Wizard vs Manual Coding of Data Components
mv.NET is a suite of three packages, one of which is the Adapter Objects library. This allows MV data to serve as a data source for ADO.NET just like any relational data source. Using the library can be very easy. In Visual Studio you can drop toolbox objects onto a form. Doing so invokes a Wizard to configure the components. Wow, that’s neat and it all works – but is this good coding practice?
The mv.NET Data Adapter Configuration Wizard really does create some good code. You start by selecting controls from the toolbox as shown in the first image on the left here, and you end up with controls at the bottom of your form as we see in the second image on the right.
In VS2005 with .NET 2.0 our actual form code isn’t touched. Unlike VB6 and VS2003, information about components isn’t stored in the actual form code. .NET 2.0 makes use of "partial classes" which allows a single class to be broken into many files. These are transparently assembled at compile time to create the final definition. VS2005 puts all of its generated code, including anything created by mv.NET, into a separate file called FormName.Designer.xx, where .xx is either .vb or .cs depending on whether you’re using VB.NET or C#. The code maintained by the developer has a simple constructor that calls InitializeComponent, which is what was generated by the IDE. So outside of this, only the developer’s code is contained in the more generic FormName.vb or FormName.cs item.
What we’re seeing is that mv.NET generates code for non-visual components, but the resulting data access code is stored in the .Designer page of a form. That’s really mixing the UI with the data definitions in a very non-MVC way! Unfortunately, I don’t think there are many options here. We could copy all of that good code to another module after it’s been generated. I’ve manually written plumbing code to use Adapter Objects and the code looks almost the same as what gets generated. Having gone through the exercise, personally I’d much rather take advantage of the benefits of the wizard compared to doing a lot of hand coding.
The problem is that the wizard-generated code is simply in the wrong place. The code can’t be re-used anywhere else because it’s intermixed with definitions for visual components on that specific page. To change the components it’s very easy to re-invoke the wizard or to use property pages for the various components. This means configuration changes can be made quickly and with no change to code/syntax. But those visual helper tools modify the data in the .Designer file. If the code is extracted from that file then we lose the benefit of the configuration tools.

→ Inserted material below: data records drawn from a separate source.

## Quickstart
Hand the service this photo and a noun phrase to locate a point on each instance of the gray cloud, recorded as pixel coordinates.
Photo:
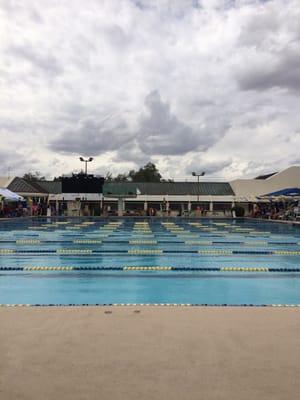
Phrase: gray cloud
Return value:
(162, 133)
(63, 69)
(40, 60)
(209, 167)
(283, 72)
(92, 136)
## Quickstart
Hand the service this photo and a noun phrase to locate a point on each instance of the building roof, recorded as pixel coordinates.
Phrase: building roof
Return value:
(266, 176)
(168, 188)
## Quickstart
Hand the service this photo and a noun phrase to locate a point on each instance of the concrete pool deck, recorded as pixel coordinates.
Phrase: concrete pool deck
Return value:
(77, 353)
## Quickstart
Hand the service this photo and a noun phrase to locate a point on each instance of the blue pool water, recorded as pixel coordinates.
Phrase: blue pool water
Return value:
(101, 261)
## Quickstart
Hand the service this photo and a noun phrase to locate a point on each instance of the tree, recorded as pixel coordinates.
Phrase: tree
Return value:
(148, 173)
(33, 176)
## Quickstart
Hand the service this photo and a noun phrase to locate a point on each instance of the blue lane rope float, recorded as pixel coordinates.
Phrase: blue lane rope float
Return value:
(205, 252)
(149, 305)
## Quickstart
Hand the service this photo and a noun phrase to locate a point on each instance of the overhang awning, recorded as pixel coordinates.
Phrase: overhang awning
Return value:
(8, 195)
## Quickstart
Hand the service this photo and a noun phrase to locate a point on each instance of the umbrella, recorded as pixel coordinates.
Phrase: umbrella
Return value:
(8, 195)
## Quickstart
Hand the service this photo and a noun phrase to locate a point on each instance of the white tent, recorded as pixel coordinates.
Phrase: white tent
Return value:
(9, 195)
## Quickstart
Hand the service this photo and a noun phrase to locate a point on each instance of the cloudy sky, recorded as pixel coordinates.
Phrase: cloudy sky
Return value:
(208, 85)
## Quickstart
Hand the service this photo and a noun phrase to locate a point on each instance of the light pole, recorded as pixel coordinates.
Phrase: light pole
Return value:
(198, 176)
(86, 161)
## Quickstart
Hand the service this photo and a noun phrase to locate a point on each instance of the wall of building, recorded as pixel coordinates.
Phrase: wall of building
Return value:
(289, 178)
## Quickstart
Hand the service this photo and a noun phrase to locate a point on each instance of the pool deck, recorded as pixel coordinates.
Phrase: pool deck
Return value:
(176, 353)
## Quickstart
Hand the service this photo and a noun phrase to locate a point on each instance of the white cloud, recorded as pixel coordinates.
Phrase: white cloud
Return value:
(169, 81)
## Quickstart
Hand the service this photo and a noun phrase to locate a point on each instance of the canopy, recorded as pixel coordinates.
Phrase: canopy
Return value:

Note that this is not a fault in mv.NET. We’ve chosen to use the Visual Studio IDE. This is how it works and this is how other products with wizards work. The property pages visible on a form don’t work on non-visual components (at least to my knowledge – Set me straight if I’m wrong!). Maybe this is an enhancement they’ll make to VS in the future where the object being manipulated in a property page can be any object defined in a code module, and custom property pages can overload the defaults. (Hmm, I wonder if this would make for a good VS add-in…)

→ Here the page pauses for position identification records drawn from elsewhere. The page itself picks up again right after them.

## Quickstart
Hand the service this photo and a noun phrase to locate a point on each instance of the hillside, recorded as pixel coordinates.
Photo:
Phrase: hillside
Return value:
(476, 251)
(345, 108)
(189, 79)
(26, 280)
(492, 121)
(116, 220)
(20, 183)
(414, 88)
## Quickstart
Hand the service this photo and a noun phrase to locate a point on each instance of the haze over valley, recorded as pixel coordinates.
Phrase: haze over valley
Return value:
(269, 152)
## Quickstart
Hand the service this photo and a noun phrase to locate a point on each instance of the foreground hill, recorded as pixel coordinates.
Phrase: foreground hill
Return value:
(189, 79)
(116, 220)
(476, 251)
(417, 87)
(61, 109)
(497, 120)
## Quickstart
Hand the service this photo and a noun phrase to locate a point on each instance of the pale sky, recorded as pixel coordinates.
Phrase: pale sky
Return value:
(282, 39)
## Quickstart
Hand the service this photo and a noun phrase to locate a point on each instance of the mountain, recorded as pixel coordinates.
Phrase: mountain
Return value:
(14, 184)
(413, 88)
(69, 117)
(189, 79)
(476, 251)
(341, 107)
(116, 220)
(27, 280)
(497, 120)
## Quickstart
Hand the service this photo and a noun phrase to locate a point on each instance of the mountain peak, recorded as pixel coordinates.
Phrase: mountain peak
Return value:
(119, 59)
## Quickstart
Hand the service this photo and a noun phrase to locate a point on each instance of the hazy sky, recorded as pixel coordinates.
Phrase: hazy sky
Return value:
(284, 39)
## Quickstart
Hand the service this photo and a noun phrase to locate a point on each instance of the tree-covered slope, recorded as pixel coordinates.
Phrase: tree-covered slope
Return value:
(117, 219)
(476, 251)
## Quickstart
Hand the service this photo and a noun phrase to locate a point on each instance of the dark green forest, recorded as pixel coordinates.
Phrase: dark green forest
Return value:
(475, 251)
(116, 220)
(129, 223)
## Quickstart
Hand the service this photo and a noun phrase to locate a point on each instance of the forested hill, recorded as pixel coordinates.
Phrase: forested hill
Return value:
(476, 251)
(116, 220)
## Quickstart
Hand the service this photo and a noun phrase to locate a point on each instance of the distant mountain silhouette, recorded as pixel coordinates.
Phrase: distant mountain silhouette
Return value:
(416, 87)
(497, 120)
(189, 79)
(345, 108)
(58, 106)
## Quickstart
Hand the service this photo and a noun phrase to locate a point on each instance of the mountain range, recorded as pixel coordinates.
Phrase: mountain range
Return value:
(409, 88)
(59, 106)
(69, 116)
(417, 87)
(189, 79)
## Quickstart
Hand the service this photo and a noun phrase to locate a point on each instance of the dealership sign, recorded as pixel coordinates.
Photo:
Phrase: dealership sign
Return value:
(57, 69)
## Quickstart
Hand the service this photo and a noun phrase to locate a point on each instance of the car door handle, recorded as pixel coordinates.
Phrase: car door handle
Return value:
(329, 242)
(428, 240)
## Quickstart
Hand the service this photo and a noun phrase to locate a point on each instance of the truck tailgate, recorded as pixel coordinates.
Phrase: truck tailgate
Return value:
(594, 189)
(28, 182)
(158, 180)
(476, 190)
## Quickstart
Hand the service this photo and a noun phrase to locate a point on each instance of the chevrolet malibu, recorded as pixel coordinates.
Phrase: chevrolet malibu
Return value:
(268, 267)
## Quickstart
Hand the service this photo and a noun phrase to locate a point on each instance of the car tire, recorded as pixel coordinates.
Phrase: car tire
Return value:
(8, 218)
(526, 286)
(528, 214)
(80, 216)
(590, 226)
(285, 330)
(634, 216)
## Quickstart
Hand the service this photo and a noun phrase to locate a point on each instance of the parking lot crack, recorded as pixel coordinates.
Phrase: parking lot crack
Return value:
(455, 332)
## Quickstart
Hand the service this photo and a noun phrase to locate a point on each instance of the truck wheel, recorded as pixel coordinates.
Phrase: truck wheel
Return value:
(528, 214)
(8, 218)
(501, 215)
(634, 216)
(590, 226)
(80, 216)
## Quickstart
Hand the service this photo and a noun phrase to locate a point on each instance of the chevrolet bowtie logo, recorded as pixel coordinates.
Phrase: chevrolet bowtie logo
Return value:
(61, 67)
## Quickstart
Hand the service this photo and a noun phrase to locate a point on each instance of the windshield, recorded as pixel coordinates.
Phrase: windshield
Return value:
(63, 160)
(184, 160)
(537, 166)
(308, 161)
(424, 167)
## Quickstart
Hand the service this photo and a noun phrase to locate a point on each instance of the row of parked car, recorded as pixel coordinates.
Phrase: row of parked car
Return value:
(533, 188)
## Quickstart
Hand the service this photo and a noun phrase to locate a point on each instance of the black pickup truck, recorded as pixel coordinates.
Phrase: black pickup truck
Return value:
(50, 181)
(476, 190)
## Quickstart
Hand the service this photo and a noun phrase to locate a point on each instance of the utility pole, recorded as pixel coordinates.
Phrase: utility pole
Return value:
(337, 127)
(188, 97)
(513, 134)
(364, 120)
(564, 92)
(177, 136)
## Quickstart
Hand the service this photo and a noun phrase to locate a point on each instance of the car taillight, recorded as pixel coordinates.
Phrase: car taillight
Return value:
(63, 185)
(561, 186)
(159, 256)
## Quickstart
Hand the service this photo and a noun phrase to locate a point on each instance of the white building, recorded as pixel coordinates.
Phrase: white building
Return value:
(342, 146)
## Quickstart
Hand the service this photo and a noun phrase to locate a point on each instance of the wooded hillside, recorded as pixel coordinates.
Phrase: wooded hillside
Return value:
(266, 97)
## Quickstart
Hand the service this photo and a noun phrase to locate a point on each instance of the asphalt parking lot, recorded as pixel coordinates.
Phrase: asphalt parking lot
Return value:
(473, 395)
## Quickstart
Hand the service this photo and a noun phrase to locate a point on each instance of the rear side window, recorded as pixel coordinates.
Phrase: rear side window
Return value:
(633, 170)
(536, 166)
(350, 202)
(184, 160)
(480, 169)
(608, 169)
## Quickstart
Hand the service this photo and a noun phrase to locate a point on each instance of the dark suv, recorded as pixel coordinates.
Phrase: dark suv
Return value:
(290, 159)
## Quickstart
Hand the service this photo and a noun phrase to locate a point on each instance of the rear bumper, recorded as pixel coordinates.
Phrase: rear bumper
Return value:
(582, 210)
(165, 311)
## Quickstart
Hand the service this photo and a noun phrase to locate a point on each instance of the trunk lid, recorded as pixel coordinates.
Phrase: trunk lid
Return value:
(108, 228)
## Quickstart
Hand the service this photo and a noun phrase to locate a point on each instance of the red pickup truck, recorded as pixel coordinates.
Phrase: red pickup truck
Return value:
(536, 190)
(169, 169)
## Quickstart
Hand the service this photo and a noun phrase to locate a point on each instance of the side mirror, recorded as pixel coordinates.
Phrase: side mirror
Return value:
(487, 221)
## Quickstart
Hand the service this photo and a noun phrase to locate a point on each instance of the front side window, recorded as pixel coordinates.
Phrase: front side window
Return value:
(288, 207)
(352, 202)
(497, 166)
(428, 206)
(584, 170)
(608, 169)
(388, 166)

At this point, here’s my plan. Use the tools that are appropriate at a given time but switch tools when they no longer apply. Until I find compelling reason to do otherwise, I’m going to continue to use the Data Adapter Confituration Wizard to create this specific code for me but when I find it’s becomming more limiting than helpful I’ll have to stop using it to continue maintenance of established code. In other words, when I get things working exactly the way I want within a form, ADO.NET, and mv.NET, I’ll refactor the data access code into it’s own module and get the Form_Load code to call my code rather than leave such things to the form initialization routine. Another advantage of this is that I probably don’t want data access to initialize on form load anyway, but when the user decides they want to do something that requires data, so in the end this sort of refactoring after code generation might be inevitable. Another advantage is that such code can be re-used elsewhere and even put into a specific data access (business object) class which can then be instantiated in other projects. The reality is that code like this is pretty specific to a form/application, but it could serve as a good start elsewhere.
For people who care more about functionality than code structure, elegance, etc, I’m sure none of this is a big deal. As long as the code works, who cares? That’s true until you realize that you will need to go through the Wizard all over again in each form that incorporates similar logic. If you wind up changing tools for some reason you’ll again find it wasn’t a good idea to hard-code your data access code into your form. This is a lesson that’s learned the hard way by many developers – my recommendation is to learn from other people’s mistakes and separate your UI from data right from the beginning.